One of the most rapidly-growing industrial uses for silver is solar panels. Demand for solar panels keeps increasing as advances drive down the cost of solar-generated electricity. New technologies and manufacturing processes mean that the cost to produce a kilowatt hour of solar power is rapidly approaching that of natural gas. Combine this with leaps in battery technology and the future for solar panels looks even brighter. Silver will be a key part of that future.
On the graph above, look at how much of the growth in US solar installation (blue shaded area) comes from utilities. Expect this to rise as solar costs continue to drop, favoring large solar installations over new fossil-fuel plants.
Chinese solar demand could skyrocket as well. China has a huge air pollution problem caused by its reliance on coal for electricity generation. Unhealthy air is probably one of the biggest challenges the Middle Kingdom faces over the next decade. Not only is it damaging to lungs, it is also a drag on the economy – especially in big cities like Beijing that suffer when manufacturing and driving get shut down because of dangerous air quality. China is the globe’s biggest supplier of solar panels. Many more of those panels will be needed if China is serious about cleaning the air in its smog-choked cities.

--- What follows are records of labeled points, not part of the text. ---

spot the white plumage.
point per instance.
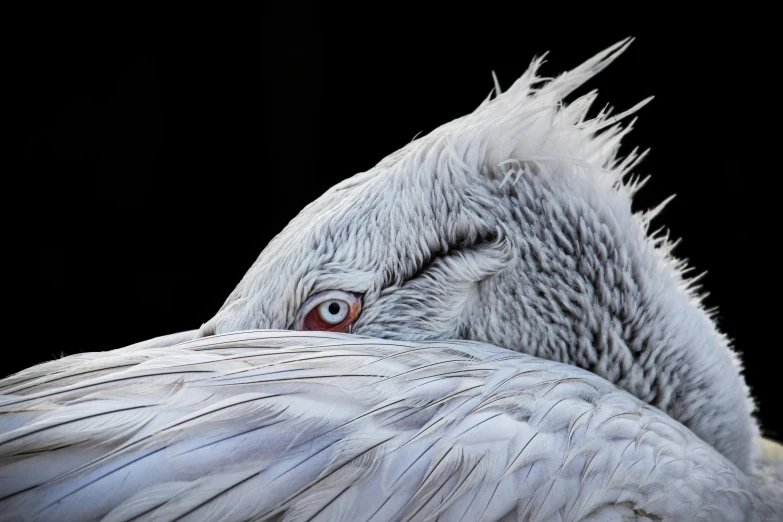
(510, 226)
(323, 426)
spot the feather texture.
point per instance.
(273, 425)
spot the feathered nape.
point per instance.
(560, 136)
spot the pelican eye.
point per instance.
(329, 311)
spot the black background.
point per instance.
(164, 150)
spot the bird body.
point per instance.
(323, 426)
(501, 338)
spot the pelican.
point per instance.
(477, 328)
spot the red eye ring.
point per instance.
(328, 311)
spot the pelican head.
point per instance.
(513, 226)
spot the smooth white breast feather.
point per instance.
(318, 426)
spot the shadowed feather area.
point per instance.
(296, 426)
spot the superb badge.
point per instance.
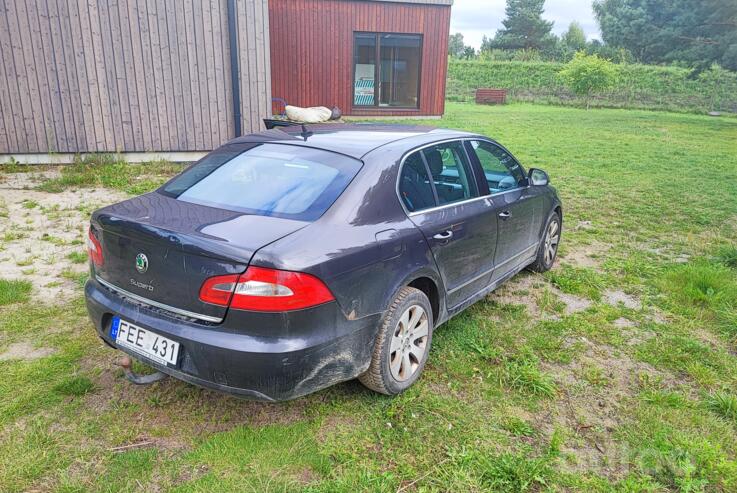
(141, 263)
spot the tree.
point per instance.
(469, 53)
(574, 39)
(524, 27)
(695, 32)
(456, 45)
(586, 75)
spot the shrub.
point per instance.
(586, 75)
(638, 86)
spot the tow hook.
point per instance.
(125, 363)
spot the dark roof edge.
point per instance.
(426, 2)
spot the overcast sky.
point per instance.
(476, 18)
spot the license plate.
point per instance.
(144, 342)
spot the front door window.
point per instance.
(386, 69)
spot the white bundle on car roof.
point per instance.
(317, 114)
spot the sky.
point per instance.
(476, 18)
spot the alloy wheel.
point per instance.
(409, 343)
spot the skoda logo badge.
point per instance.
(141, 263)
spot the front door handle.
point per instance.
(445, 235)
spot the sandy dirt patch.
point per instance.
(587, 256)
(536, 294)
(39, 232)
(25, 351)
(615, 297)
(596, 389)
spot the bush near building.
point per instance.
(637, 86)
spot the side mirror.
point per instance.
(538, 177)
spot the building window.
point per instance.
(386, 69)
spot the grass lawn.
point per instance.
(616, 371)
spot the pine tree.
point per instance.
(524, 27)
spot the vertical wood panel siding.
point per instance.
(128, 75)
(312, 50)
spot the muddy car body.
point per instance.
(378, 235)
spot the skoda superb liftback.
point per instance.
(287, 261)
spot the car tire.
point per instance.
(402, 344)
(548, 249)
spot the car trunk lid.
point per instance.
(160, 249)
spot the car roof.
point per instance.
(351, 139)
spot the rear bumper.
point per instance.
(306, 351)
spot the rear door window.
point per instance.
(269, 180)
(501, 170)
(414, 184)
(451, 172)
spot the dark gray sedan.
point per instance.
(290, 260)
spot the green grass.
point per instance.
(110, 171)
(77, 257)
(518, 395)
(14, 291)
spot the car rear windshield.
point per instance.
(268, 179)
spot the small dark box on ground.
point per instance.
(491, 96)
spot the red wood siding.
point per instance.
(312, 50)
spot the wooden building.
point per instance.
(369, 58)
(82, 76)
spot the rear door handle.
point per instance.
(445, 235)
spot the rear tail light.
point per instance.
(218, 290)
(266, 290)
(94, 249)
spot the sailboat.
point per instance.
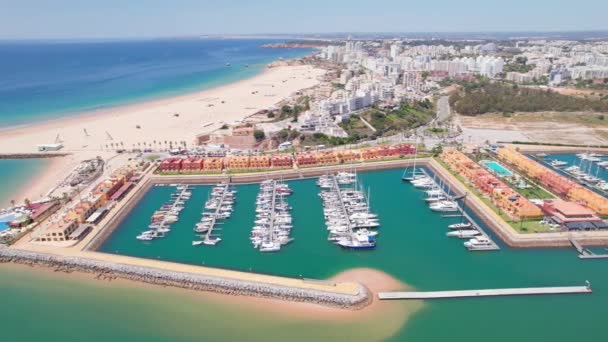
(414, 175)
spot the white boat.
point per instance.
(212, 241)
(435, 198)
(461, 225)
(444, 206)
(558, 163)
(478, 242)
(270, 247)
(463, 234)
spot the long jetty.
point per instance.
(342, 295)
(486, 292)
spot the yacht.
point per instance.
(464, 234)
(356, 244)
(435, 198)
(212, 241)
(461, 225)
(478, 242)
(558, 163)
(444, 206)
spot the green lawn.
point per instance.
(527, 226)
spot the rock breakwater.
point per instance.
(193, 281)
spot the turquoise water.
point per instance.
(412, 247)
(15, 174)
(571, 159)
(498, 168)
(49, 80)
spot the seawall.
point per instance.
(506, 233)
(307, 292)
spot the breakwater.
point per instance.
(192, 281)
(32, 155)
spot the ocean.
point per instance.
(16, 173)
(49, 80)
(412, 247)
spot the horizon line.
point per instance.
(395, 34)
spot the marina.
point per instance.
(168, 214)
(273, 222)
(398, 207)
(585, 253)
(348, 219)
(487, 292)
(588, 169)
(441, 200)
(219, 205)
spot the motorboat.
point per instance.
(212, 241)
(478, 242)
(444, 206)
(461, 225)
(558, 163)
(463, 234)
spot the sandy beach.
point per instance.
(150, 124)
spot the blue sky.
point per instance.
(154, 18)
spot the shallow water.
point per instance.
(15, 174)
(49, 80)
(412, 247)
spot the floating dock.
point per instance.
(486, 293)
(462, 213)
(585, 253)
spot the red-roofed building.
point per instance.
(281, 160)
(171, 164)
(192, 164)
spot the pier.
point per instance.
(342, 205)
(586, 253)
(463, 214)
(486, 293)
(216, 214)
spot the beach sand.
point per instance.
(199, 113)
(387, 316)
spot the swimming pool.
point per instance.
(496, 167)
(4, 220)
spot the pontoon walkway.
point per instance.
(486, 293)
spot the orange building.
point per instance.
(281, 160)
(512, 203)
(237, 162)
(192, 164)
(213, 164)
(171, 164)
(348, 156)
(326, 157)
(108, 187)
(259, 162)
(306, 158)
(556, 182)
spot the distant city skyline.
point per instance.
(74, 19)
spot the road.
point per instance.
(443, 109)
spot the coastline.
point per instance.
(344, 295)
(120, 111)
(91, 134)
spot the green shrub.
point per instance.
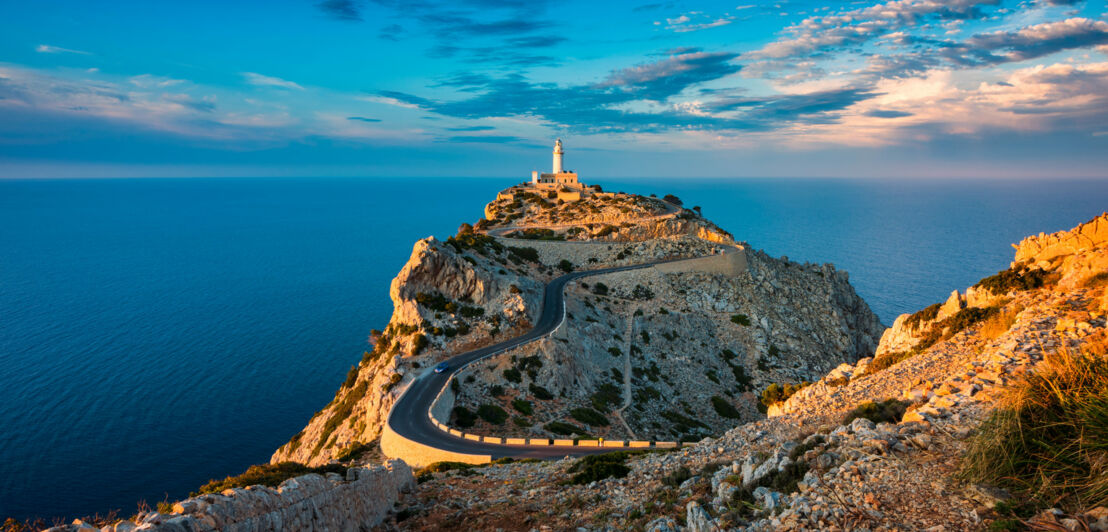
(599, 467)
(523, 407)
(590, 417)
(564, 429)
(492, 413)
(443, 467)
(529, 254)
(925, 315)
(606, 396)
(725, 409)
(889, 411)
(419, 344)
(351, 377)
(355, 451)
(341, 412)
(270, 474)
(677, 477)
(463, 417)
(1017, 277)
(540, 392)
(776, 392)
(1048, 440)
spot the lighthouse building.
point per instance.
(558, 178)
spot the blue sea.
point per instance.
(155, 334)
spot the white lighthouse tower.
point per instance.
(557, 156)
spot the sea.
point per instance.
(158, 333)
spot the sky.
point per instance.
(481, 88)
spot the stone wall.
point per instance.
(360, 501)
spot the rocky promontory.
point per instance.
(703, 337)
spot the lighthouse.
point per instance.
(558, 181)
(557, 156)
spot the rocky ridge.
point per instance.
(483, 285)
(811, 468)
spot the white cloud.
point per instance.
(259, 80)
(51, 49)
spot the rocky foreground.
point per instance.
(811, 467)
(664, 355)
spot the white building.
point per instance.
(558, 177)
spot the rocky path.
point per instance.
(618, 412)
(500, 232)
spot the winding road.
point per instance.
(409, 415)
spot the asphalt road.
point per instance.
(409, 419)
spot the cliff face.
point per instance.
(1064, 258)
(449, 297)
(704, 334)
(811, 467)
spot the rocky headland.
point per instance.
(799, 409)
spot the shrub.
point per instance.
(355, 451)
(925, 315)
(524, 253)
(725, 409)
(599, 467)
(590, 417)
(776, 392)
(463, 417)
(564, 429)
(351, 377)
(444, 466)
(523, 407)
(889, 411)
(492, 413)
(677, 477)
(270, 474)
(605, 396)
(419, 344)
(1017, 277)
(1048, 439)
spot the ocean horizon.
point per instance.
(156, 334)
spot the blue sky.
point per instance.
(481, 88)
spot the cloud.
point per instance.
(1038, 40)
(484, 139)
(50, 49)
(346, 10)
(680, 24)
(822, 33)
(260, 80)
(879, 113)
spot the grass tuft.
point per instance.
(1048, 439)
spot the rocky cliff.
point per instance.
(888, 442)
(703, 337)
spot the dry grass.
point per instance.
(1048, 439)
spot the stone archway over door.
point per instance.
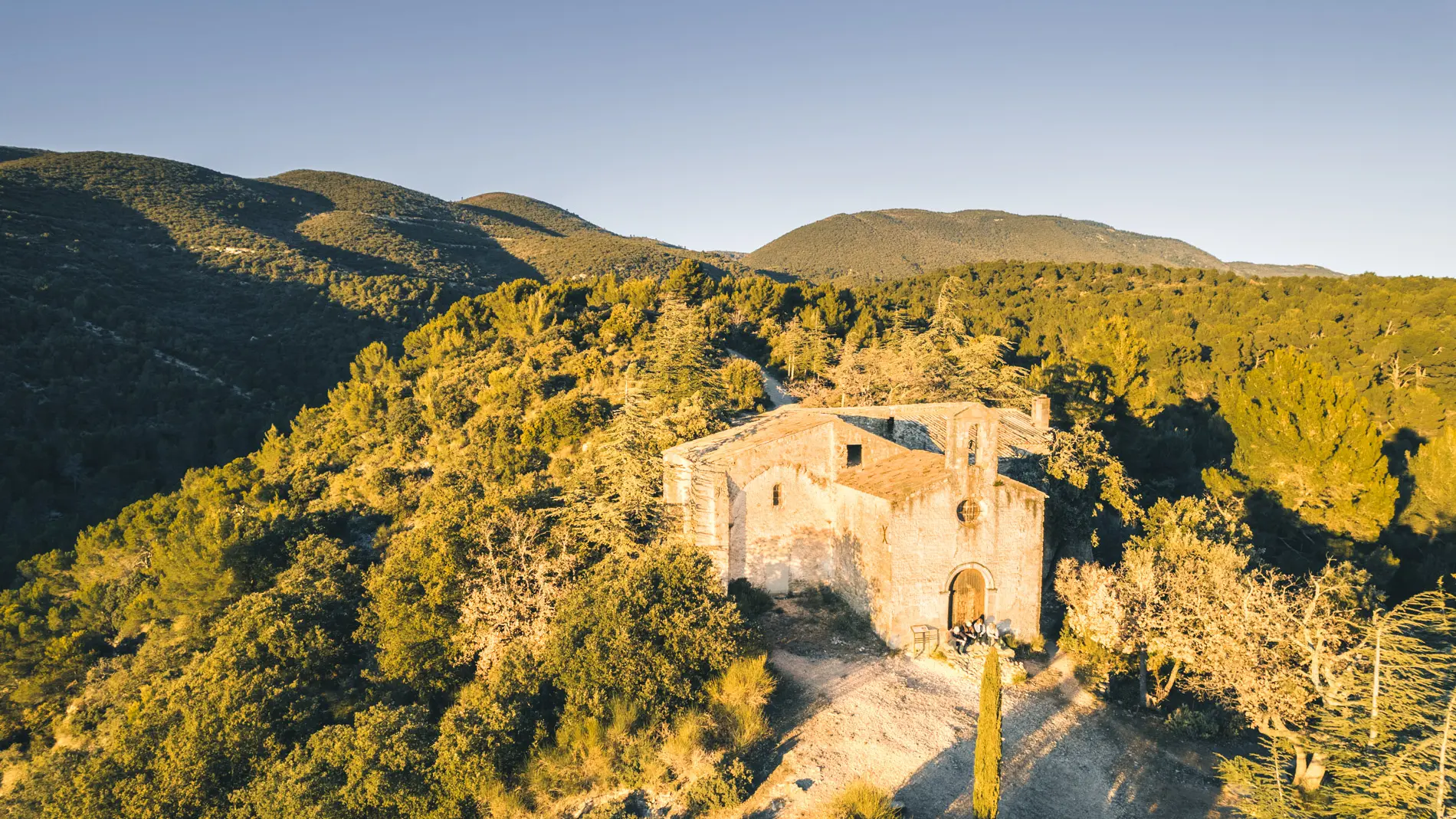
(967, 597)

Photography Demand Slowly Being Replaced By Solar
Industrial demand has declined since peaking in 2011 largely due to the loss of traditional photography. Silver oxide is a key component of photographic film. With the bulk of photography now digital, demand for silver in the film industry has dropped substantially. Solar is helping take up some of the slack.
77.6 million ounces of silver were used to fabricate solar panels in 2015, accounting for approximately 7% of total demand. With the solar cell market expanding 20% per year, we expect that number to climb significantly once the final numbers for 2016 are tallied.
Because silver is one of the best conductors of electricity known to man, silver paste is used as a conductor on both the front and back of crystalline solar cells. Roughly 120 to 150 milligrams are used for each cell. As demand for solar panels continues to grow, so should the demand for silver.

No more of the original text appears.